BAB II TINJAUAN PUSTAKA 2.1 Zat Pengawet Bahan pengawet umumnya digunakan untuk mengawetkan pangan yang mempunyai sifat mudah rusak. Bahan ini dapat memperlambat proses fermentasi, pengasaman, atau penguraian yang disebabkan oleh mikroba. Akan tetapi, tidak jarang produsen menggunakan pada pangan yang relatif awet dengan tujuan untuk memperpanjang masa simpan atau memperbaiki tekstur (Cahyadi, 2008). Atas dasar tujuannya, penggunaan bahan tambahan pangan dapat meningkatkan atau mempertahankan nilai gizi, meningkatkan kualitas, mengurangi limbah, meningkatkan penerimaan konsumen, meningkatkan kualitas penerimaan konsumen, meningkatkan kualitas daya simpan, membuat bahan pangan lebih mudah dihidangkan, serta mempermudah preparasi bahan pangan. Beberapa contoh bahan tambahan pangan antara lain pengendali keasaman atau alkalinitas, pengembang roti, pengemulsi, penstabil, pengental, pemberi cita rasa, pemanis, pewarna, suplemen gizi, pengawet, antioksidan, nitrit, nitrat, dan fosfat (Cahyadi, 2008). Penggunaan pengawet dalam pangan harus tepat, baik jenis maupun dosisnya. Suatu bahan pengawet mungkin efektif untuk mengawetkan pangan tertentu, tetapi tidak efektif untuk mengawetkan pangan lainnya karena pangan mempunyai sifat yang berbeda-beda sehingga mikroba perusak yang akan dihambat pertumbuhannya juga berbeda.
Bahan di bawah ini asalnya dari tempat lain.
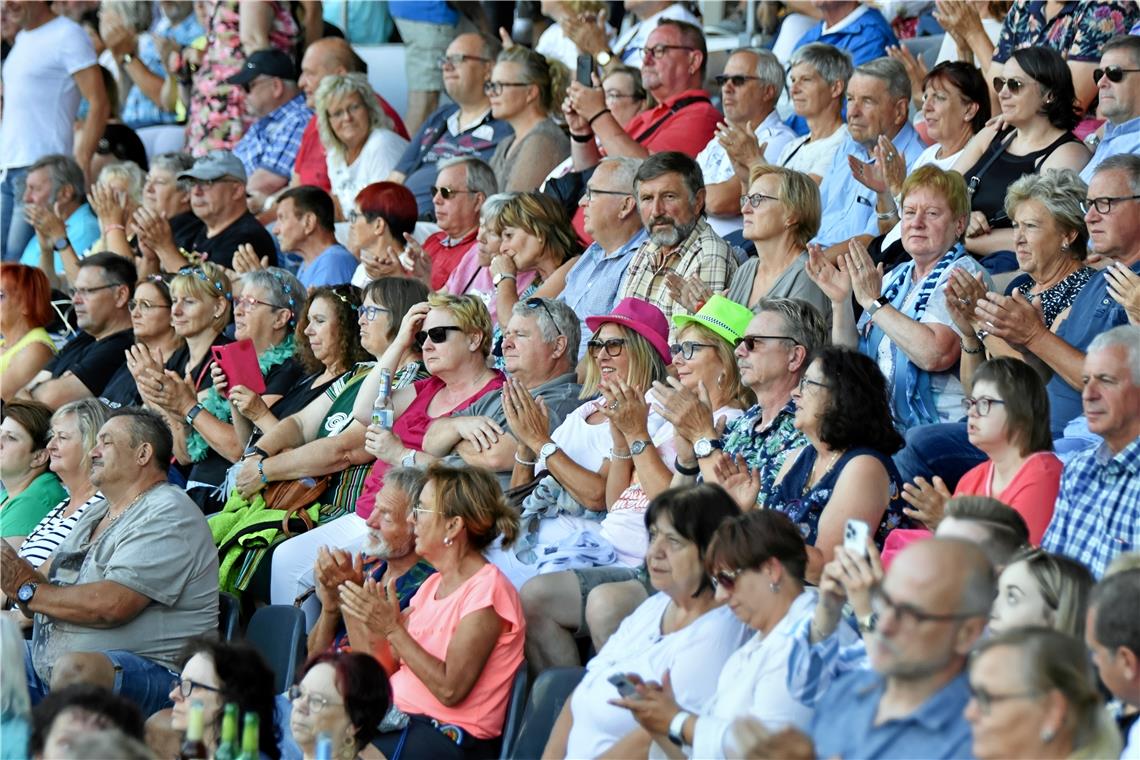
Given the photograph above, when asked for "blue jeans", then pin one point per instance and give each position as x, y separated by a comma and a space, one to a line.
138, 679
15, 233
942, 449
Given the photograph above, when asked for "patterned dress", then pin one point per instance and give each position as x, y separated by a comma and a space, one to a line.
218, 117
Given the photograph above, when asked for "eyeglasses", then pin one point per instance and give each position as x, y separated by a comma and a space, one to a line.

Pada saat ini masih banyak
ditemukan penggunaan bahan-bahan pengawet yang dilarang untuk digunakan dalam pangan dan berbahaya bagi kesehatan, seperti boraks dan formalin (Cahyadi, 2008). 2.2 Asam Borat Asam borat (H3BO3) merupakan senyawa bor yang dikenal juga dengan nama borax. Di Jawa Barat dikenal juga dengan nama “bleng”, di Jawa Tengah dan Jawa Timur dengan nama “pijer”. Digunakan/ditambahkan ke dalam pangan/bahan pangan sebagai pengenyal atau sebagai pengawet (Cahyadi, 2008). Asam borat mengandung tidak kurang dari 99,5% H3BO3 dan memiliki berat molekul 61,83. Asam borat berbentuk serbuk hablur putih atau tidak mengkilap atau tidak berwarna, kasar, tidak berbau, rasa agak asam dan pahit kemudian manis (Anonim, 1979). Borat diturunkan dari ketiga asam borat yaitu asam ortoborat (H3BO3), asam piroborat (H2B4O7), dan asam metaborat (HBO2). Asam ortoborat adalah zat padat zat padat kristalin putih, yang sedikit larut dalam air dingin, tetapi lebih larut dalam air panas. Garam-garam dari asam ini sangat sedikit yang diketahui dengan pasti. Asam ortoborat yang dipanaskan pada 1000 C, akan diubah menjadi asam metaborat. Pada 1400 C dihasilkan asam piroborat. Hal ini disebabkan oleh lemahnya asam borat, garam-garam yang larut terhidrolisis dalam larutan, dan karenanya bereaksi basa (Vogel, 1985). Kelarutan borat dari logam-logam alkali mudah larut dalam air. Borat dari logam-logam lainnya umumnya sangat sedikit larut dalam air, tetapi
cukup larut dalam asam-asam dan dalam larutan amonium klorida (Vogel, 1985). Senyawa-senyawa asam borat ini mempunyai sifat-sifat kimia sebagai berikut : 1. Jarak lebur sekitar 1710 C 2. Larut dalam 18 bagian air dingin, 4 bagian air mendidih, 5 bagian gliserol 85%, dan tak larut dalam eter. 3. Kelarutan dalam air bertambah dengan penambahan asam klorida, asam sitrat, atau asam tartrat. 4. Mudah menguap dengan pemanasan dan kehilangan satu molekul airnya pada suhu 1000 C yang secara perlahan berubah menjadi asam metaborat (HBO2). Asam borat merupakan asam lemah dan garam alkalinya bersifat basa. Satu gram asam borat larut sempurna dalam 30 bagian air, menghasilkan larutan yang jernih dan tak berwarna. Asam borat tidak tercampur dengan alkali karbonat dan hidroksida (Cahyadi, 2008). Pada dasarnya asam dapat menurunkan kadar pH pada makanan, sehingga dapat menghambat bakteri pembusuk. Asam dapat dibagi menjadi tiga golongan yaitu asam alami yang pada umumnya adalah asam organik misalnya asam tartrat dan asam dari buah-buahan misalnya asam sitrat. Asam yang dihasilkan dari proses fermentasi misalnya asam laktat dan asam asetat. Asam-asam sintetik misalnya asam malat, asam fosfat dan asam adifat (Winarno, 1980).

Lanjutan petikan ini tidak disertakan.